Postume Romane von Helena Adler und Gerhard Roth: Leises Kichern aus dem Jenseits
Wir werden zu Lebzeiten nie erfahren, wie es auf der anderen Seite aussehen wird. Vielleicht so? „Ich bin ein Nichts unter Nichtsen“, bemerkt Franz Lindner, Teil der Gugginger Künstlerkolonie, als er aus dem Leben scheidet. Als fiktive Figur geistert Lindner durch viele Bücher Gerhard Roths. In „Jenseitsreise“, dem nachgelassenen Roman des Grazer Schriftstellers, dräut dem Langzeit-Alter-Ego das „In-die-Kiste-Gehen“, wie Roth das Sterben einmal beschrieb: „Ohne zu zögern sprang ich in den Abgrund des Steinbruchs. Ich verspürte keine Angst, sondern war ein Kind, das glaubte, fliegen zu können.“
Im Leben sind wir bereits vom Tod umfangen. „Wir sind alle Gescheiterte“, notiert die Salzburger Autorin Helena Adler in ihrem postumen Erzählband „Miserere“: „Ein alter, verrotteter Scheiterhaufen. Wenn wir sterben, scheitern wir am Leben. Wären wir unsterblich, scheiterten wir am Tod.“
Mit Adler und Roth verstummten zwei eigenwillige Prosastimmen. Am 5. Jänner 2024 starb Adler, die mit den Romanen „Die Infantin trägt den Scheitel links“ (2020) und „Fretten“ (2022) bekannt wurde, an den Folgen eines Gehirntumors. Adlers gesundheitlicher Zustand führte im Juli 2023 zur Absage ihrer Teilnahme am Wettlesen um den Klagenfurter Bachmannpreis. „Miserere“ versammelt drei Texte, darunter „Miserere Melancholia“, den Adler für ihren Klagenfurter Auftritt geschrieben hatte.
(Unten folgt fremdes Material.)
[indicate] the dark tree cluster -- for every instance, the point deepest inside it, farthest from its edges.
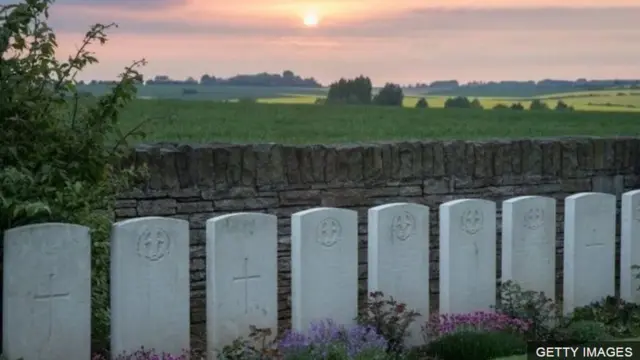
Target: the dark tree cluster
(359, 91)
(462, 102)
(351, 91)
(286, 79)
(389, 95)
(523, 88)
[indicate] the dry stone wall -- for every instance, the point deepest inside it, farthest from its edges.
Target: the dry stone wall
(196, 183)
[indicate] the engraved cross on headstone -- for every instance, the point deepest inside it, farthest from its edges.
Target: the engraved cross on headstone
(49, 295)
(245, 278)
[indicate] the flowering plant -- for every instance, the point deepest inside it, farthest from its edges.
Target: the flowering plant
(439, 325)
(327, 340)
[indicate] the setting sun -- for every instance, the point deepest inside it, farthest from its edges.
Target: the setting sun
(311, 20)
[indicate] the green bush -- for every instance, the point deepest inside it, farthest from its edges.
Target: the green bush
(539, 311)
(620, 318)
(581, 332)
(389, 318)
(476, 345)
(56, 165)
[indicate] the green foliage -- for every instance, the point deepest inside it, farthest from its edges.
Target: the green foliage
(257, 347)
(476, 345)
(460, 102)
(516, 106)
(539, 311)
(562, 106)
(389, 318)
(57, 166)
(422, 103)
(475, 104)
(581, 332)
(538, 104)
(620, 318)
(353, 91)
(247, 101)
(389, 95)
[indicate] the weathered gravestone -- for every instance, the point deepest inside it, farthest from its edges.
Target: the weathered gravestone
(398, 258)
(150, 285)
(324, 266)
(589, 249)
(630, 246)
(46, 310)
(467, 255)
(529, 243)
(242, 276)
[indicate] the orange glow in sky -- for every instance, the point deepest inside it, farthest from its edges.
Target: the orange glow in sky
(404, 41)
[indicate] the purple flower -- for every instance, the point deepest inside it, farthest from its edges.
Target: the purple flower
(439, 325)
(326, 338)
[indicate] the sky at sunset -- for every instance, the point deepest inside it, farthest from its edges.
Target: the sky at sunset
(402, 41)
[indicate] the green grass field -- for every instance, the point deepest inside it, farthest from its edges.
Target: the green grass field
(208, 121)
(608, 100)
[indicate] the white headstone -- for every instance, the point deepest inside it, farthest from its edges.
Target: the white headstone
(398, 258)
(529, 243)
(46, 312)
(242, 276)
(630, 246)
(150, 285)
(589, 249)
(467, 255)
(324, 266)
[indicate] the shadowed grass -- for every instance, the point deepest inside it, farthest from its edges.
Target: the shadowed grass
(206, 121)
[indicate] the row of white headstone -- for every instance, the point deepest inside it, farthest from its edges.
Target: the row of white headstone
(47, 275)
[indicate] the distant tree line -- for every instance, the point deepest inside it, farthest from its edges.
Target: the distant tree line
(521, 88)
(286, 79)
(359, 91)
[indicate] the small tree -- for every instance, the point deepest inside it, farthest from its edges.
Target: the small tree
(353, 91)
(562, 106)
(422, 103)
(475, 104)
(516, 106)
(61, 154)
(389, 95)
(538, 104)
(460, 102)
Für Adler ging es, im Leben wie im Schreiben, immer auch um den Ton, um die Prosa- und Daseinsmelodie, um die Wortspielerei in Romanen, die von den Ängsten und kleinen Freuden ihrer Figuren erzählen. „Miserere“ führt Adlers kantiges Klangwunderschreiben fort, beglückt in der traurigen Geschichte vom Maurer Josef während eines Aufeinandertreffens mit dem allmächtigen Dorfbürgermeister mit Sätzen wie diesem: „Während er ihm so nahe kommt, wie man nur jemandem nahe kommt, den man küssen oder dem man die Zunge abbeißen möchte, kann sich Josef dieses gammeligen Atems, der nach Ochse mit eitriger Zahntasche stinkt, nicht mehr erwehren.“ Josef malt sich aus, wie er den Dörflern „ein Brot mit Estrich schmiert. Wie sie mit gefräßigen Mündern eins nach dem anderen im Ganzen hinunterschlingen und sich ihre Leiber mit Verhärtung füllen, ein harter Kern mit weicher Schalung.“ Das weiße Rauschen ihrer Wortbilder hat Adler so konsequent wie kompromisslos mit Wortfarben unterlegt – und dabei bizarre Szenerien geschaffen, welche die sogenannte Wirklichkeit immer wieder bis zu gläserner Kenntlichkeit entstellen.